Adán y Eva se pierden en un embeleso que no se mezcla con la sorpresa. El viento pasajero que agitó las cuerdas del arpa se ha callado antes de que puedan pensar en examinar los muebles espléndidos, las alfombras vistosas y la arquitectura de las habitaciones. Estas cosas distraen sus ojos carentes de práctica, pero no evocan nada en sus corazones. Ni siquiera los cuadros que hay sobre las paredes excitan apenas un interés más profundo; pues en la pintura hay algo radicalmente artificial y engañoso con lo que no pueden simpatizar las mentes de simplicidad primigenia. Los huéspedes sin invitación examinan una fila de retratos familiares, aunque demasiado sombríos para reconocerlos como hombres y mujeres bajo el disfraz de un ropaje absurdo, y con los rasgos y la expresión degradados que han heredado a través de generaciones de decadencia física y moral.

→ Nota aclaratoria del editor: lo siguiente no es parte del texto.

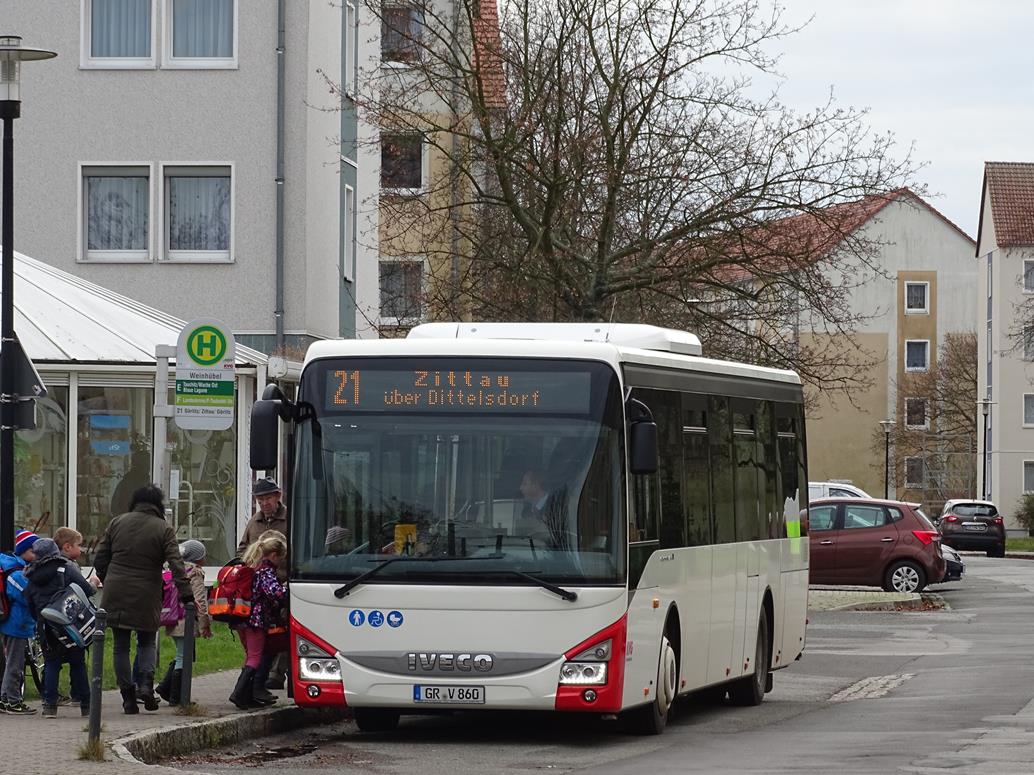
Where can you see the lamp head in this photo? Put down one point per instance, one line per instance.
(11, 56)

Sin embargo el azar les presenta cuadros de belleza humana recién salidos de la mano de la Naturaleza. Al entrar en un magnífico apartamento se sorprenden, sin asustarse, al ver dos figuras que avanzan hacia ellos. ¿No resulta horrible imaginar que en el ancho mundo quedara alguna vida que no fuera la de ellos?

—¿Cómo es esto? —exclama Adán—. Mi hermosa Eva, ¿estás en dos sitios al mismo tiempo?

—¡Y tú también, Adán! —responde Eva, con vacilación, pero encantada—Seguramente esa forma noble y encantadora es la tuya. Y sin embargo, estás aquí a mi lado. Me contento con uno. Creo que no debería haber dos.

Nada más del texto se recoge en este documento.